Originality is not dead in Hollywood. Uncovering it just requires that the industry take a chance on creative voices with something to say. Take Jordan Peele for example. The writer-director’s psychological/satirical horror film ‘Get Out’ is the highest-grossing original debut EVER. 1999’s ‘The Blair Witch Project’ held the top spot for nearly 20 years, until the success of Peele’s first film. And the success is, quite simply, extraordinary. It continues to do things that are generally unheard of for low-budget, early-year releases without big stars. Dollars on dollars. Records on records.
This isn’t going to be a column on how directors are lured into making boilerplate franchise films like Marvel’s. I mean, Tony Stark only built his first set of Iron Man armor out of boilerplate. Since then it’s all been high-tech, bleeding-edge alloys. and a limitless energy source, contained within a metal sphere the size of a softball, out of goat dung and spent 7.62mm rounds. In a cave…with a box of scraps. Maybe these days the only way they can actually get funding for their own films, is to direct a franchise film. Not just these days. Orson Welles more or less functioned the same way making films for studios while simultaneously filming something else for himself with the profits (and locations). Plus, it doesn’t hurt to work on a big project with lots of moving parts like a Marvel movie and learn how they function. I’m sure it helps develop skills that directors can use in later work. Experience can only be gained, not lost. It also helps because it allows filmmakers to get an early glimpse of major studio involvement and how they can work with that.

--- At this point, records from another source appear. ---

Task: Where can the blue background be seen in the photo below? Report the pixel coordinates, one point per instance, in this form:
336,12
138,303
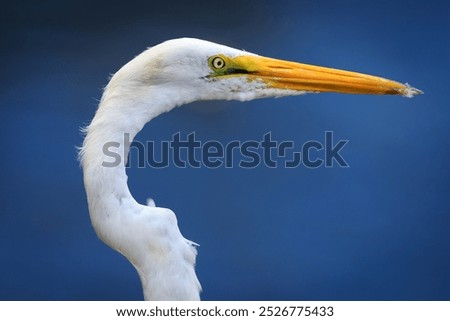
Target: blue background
378,230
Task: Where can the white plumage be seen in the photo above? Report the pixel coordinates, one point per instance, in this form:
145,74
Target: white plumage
168,75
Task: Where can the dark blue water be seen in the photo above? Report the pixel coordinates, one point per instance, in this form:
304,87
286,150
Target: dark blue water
377,230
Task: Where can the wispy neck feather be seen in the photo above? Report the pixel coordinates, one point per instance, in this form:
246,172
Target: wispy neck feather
148,236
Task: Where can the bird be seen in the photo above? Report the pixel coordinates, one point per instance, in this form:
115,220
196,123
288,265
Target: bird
171,74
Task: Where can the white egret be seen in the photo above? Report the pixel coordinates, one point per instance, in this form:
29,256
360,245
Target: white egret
161,78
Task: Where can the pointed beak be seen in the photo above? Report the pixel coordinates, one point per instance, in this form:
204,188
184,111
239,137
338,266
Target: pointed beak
289,75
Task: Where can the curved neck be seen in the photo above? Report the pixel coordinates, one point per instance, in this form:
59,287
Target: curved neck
162,259
119,118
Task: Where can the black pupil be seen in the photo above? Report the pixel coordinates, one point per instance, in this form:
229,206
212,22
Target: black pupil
218,63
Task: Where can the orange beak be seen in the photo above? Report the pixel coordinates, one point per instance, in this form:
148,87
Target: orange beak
289,75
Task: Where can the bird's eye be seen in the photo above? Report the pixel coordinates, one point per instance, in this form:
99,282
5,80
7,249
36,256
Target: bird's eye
217,62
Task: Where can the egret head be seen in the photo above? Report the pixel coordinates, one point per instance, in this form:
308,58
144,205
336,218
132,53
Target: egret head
200,70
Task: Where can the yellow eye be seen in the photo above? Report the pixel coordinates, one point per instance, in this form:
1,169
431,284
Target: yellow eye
217,62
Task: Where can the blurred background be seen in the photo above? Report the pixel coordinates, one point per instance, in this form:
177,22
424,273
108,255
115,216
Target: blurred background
378,230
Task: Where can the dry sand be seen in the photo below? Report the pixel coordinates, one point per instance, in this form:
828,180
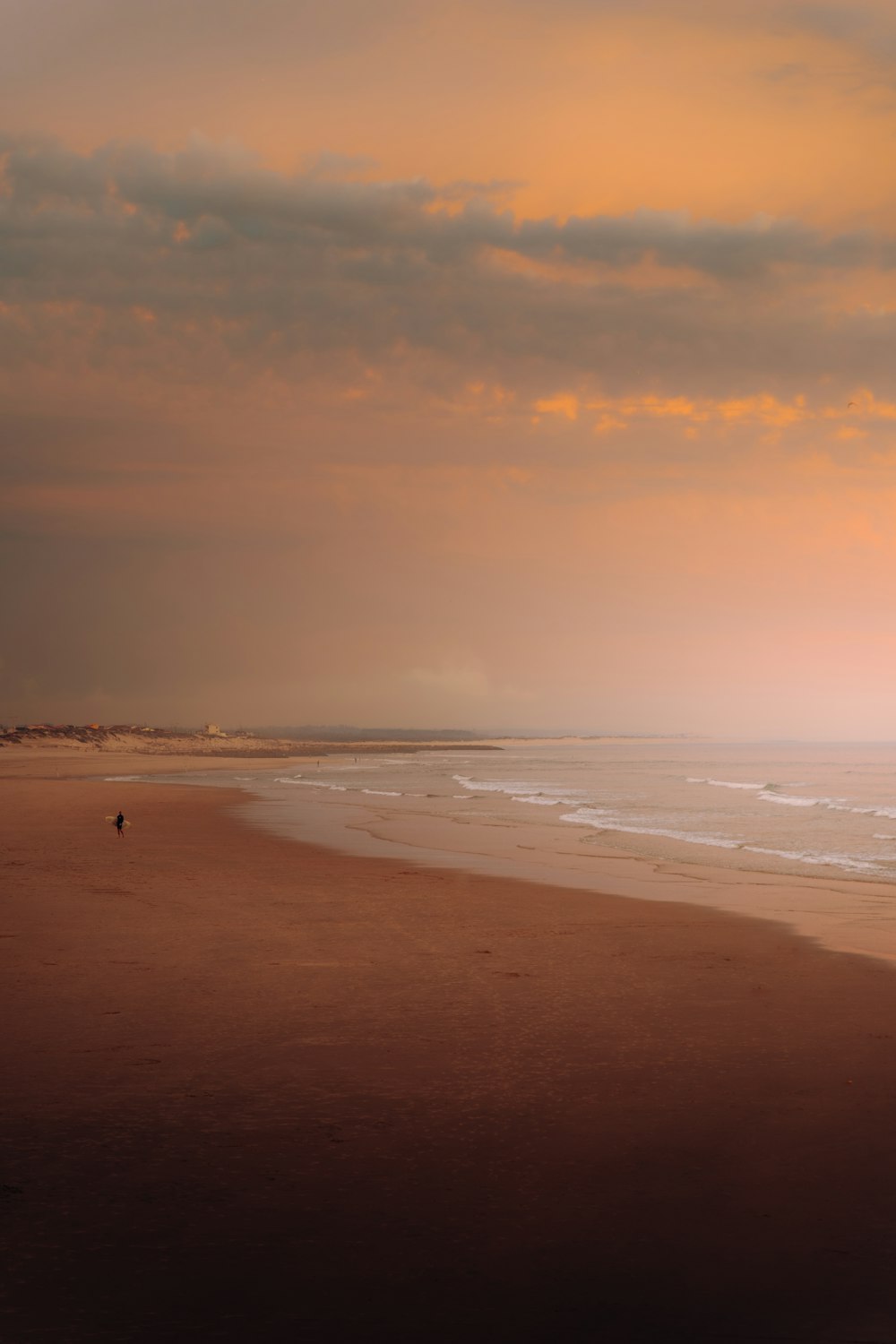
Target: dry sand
261,1091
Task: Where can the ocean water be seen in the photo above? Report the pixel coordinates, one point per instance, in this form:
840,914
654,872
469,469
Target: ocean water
804,833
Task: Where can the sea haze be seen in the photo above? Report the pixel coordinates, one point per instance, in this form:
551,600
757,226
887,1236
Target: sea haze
804,833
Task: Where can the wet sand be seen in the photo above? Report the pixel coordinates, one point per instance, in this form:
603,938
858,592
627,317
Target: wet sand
263,1091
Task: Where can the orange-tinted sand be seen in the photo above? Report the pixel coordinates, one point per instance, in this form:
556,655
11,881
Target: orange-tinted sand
260,1091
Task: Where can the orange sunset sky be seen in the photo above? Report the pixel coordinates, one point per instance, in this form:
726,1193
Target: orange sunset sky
416,363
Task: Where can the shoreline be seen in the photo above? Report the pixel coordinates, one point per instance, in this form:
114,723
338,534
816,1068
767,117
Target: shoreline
263,1088
807,905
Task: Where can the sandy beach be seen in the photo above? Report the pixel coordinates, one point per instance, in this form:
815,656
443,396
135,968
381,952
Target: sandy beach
258,1090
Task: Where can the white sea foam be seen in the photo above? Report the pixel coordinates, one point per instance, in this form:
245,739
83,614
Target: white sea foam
521,790
829,860
602,820
790,800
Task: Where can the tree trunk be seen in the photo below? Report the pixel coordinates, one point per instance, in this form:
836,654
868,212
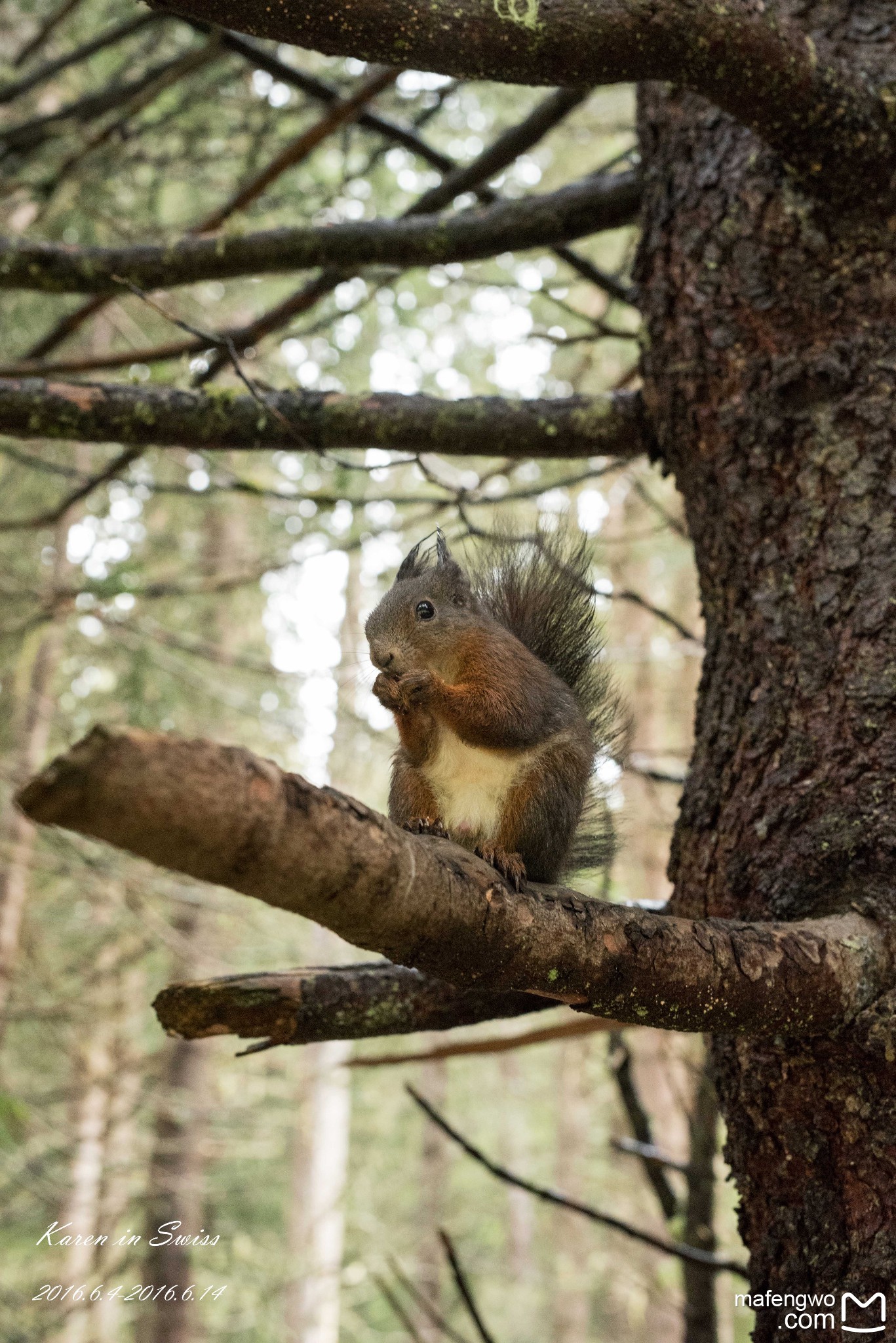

It’s fortunate he did this with Blumhouse. A) They’re all about genre, especially horror. B) They aren’t adverse to getting behind an arthouse movie. C) He just made them a boatload of cash so they should be open to his ideas. D) They have a boatload of cash. Also, Those guys don’t give a f*ck. If you got spaghetti, they got a wall.
I like it when talented people are successful. I think Jordan Peele should do whatever he wants to do. He seems happy to compromise on budget, which puts him in the same company as the Coen’s, Tarantino, the Anderson’s (PT and Wes), etc. Seems like the sky is still the limit, creatively. Can’t we just hope he turns out more original stuff? I’d rather have whatever he comes up with on a bad day (and, yes, I saw ‘Keanu’) than just have him plugged into the “Hollywood” machine. I would rather see Peele, and any talented genre director, for that matter, continue to march to the beat of his own drum before becoming yet another once-promising cog in the tentpole machine. He’s doing good work. To see his voice and directorial chops disappear into a remake as pointless as a live-action ‘Akira’, a film whose strengths lie in its animation and which truly doesn’t need to be updated or anglicized (as if any work ever does), would be an enormous disappointment. He delivered a fresh original horror movie with no stars and made it a hit. Let’s have him do more of that before more of the same. For me, he most likely joins the ranks of Scorsese, Fincher, Tarantino, and P.T. Anderson – (assuming ‘Get Out’ wasn’t a fluke) directors who consistently deliver original and captivating work and whose next films I’m always anxiously awaiting. With this, ‘Moonlight’, and Ava DuVernay’s successes, it’s possible that we’ll get to see even more differing voices in films. Hope so, anyway.